GFM-RAG: Graph Foundation Model for Retrieval Augmented Generation¶

Conference: NeurIPS 2025 arXiv: 2502.01113 Code: https://github.com/rmanluo/gfm-rag Area: Graph Learning / RAG / Knowledge Graphs Keywords: Graph Foundation Model, RAG, Knowledge Graph, Multi-hop Reasoning, GNN

TL;DR¶

This paper proposes GFM-RAG, the first graph foundation model-driven retrieval-augmented generation framework, which performs single-pass multi-hop reasoning over knowledge graphs via a query-dependent GNN. With only 8M parameters, GFM-RAG achieves zero-shot generalization to unseen datasets and substantially outperforms state-of-the-art methods on multi-hop QA retrieval benchmarks.

Background & Motivation¶

Background: RAG is the dominant paradigm for injecting external knowledge into LLMs. Traditional RAG encodes documents as independent vectors for retrieval, which performs poorly on multi-hop questions requiring cross-document reasoning. GraphRAG methods (e.g., HippoRAG, LightRAG) explicitly model inter-knowledge relationships via graph structures.

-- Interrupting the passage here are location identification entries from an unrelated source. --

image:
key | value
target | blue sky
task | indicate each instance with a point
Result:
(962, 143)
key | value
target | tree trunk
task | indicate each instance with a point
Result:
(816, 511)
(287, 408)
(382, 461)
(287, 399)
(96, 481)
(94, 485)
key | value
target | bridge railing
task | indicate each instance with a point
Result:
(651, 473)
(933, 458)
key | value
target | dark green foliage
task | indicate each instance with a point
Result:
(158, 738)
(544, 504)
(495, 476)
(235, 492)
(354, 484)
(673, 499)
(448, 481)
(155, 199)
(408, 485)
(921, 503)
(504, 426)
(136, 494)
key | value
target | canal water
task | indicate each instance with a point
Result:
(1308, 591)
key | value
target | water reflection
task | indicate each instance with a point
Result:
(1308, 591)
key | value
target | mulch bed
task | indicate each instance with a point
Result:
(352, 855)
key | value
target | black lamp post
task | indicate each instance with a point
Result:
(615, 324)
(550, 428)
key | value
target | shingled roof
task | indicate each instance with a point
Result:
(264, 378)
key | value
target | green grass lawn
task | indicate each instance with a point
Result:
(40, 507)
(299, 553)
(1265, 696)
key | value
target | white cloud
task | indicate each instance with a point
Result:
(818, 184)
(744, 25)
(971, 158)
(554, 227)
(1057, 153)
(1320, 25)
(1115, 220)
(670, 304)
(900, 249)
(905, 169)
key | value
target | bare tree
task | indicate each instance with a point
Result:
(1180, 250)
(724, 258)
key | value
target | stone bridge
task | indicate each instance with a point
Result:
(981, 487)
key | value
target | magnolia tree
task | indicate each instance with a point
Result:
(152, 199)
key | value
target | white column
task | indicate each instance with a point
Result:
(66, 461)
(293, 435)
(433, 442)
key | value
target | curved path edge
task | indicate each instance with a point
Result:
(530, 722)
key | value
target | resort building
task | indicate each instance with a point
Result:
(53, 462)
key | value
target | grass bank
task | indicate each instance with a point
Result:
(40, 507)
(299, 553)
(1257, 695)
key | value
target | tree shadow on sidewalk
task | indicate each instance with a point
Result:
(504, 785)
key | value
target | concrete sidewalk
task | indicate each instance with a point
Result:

Limitations of Prior Work: (a) Traditional vector retrieval fails to capture complex inter-document relationships; (b) multi-step retrieval methods (e.g., IRCoT) improve performance through iterative LLM reasoning but incur prohibitive computational overhead (several seconds per query); (c) existing GraphRAG methods (e.g., HippoRAG using Personalized PageRank) rely heavily on graph structure, which is often noisy and incomplete; (d) existing GNN-based methods require training from scratch for each new dataset, lacking generalizability.

Key Challenge: How can multi-hop reasoning capability be achieved within a single-step retrieval while maintaining cross-dataset generalizability?

Goal: To design a transferable Graph Foundation Model (GFM) that performs multi-hop reasoning retrieval in a single forward pass and generalizes directly to unseen datasets after pretraining.

Key Insight: The multi-hop message passing of a query-dependent GNN is theoretically equivalent to multi-hop logical reasoning on graphs. By mapping queries, entities, and relations into a unified semantic space, the model becomes universally applicable across different graphs.

Core Idea: A unified semantic space combined with query-dependent message-passing GNN is pretrained on large-scale KGs to produce a cross-dataset transferable graph foundation model retriever.

Method¶

Overall Architecture¶

GFM-RAG operates in three stages: (1) KG-index construction: entities and relations are extracted from documents to build a knowledge graph index; (2) GFM Retriever: a query-dependent GNN reasons over the KG and outputs relevance scores for each entity with respect to the query; (3) Document ranking and generation: documents are ranked by weighted entity scores and fed into an LLM to generate the final answer.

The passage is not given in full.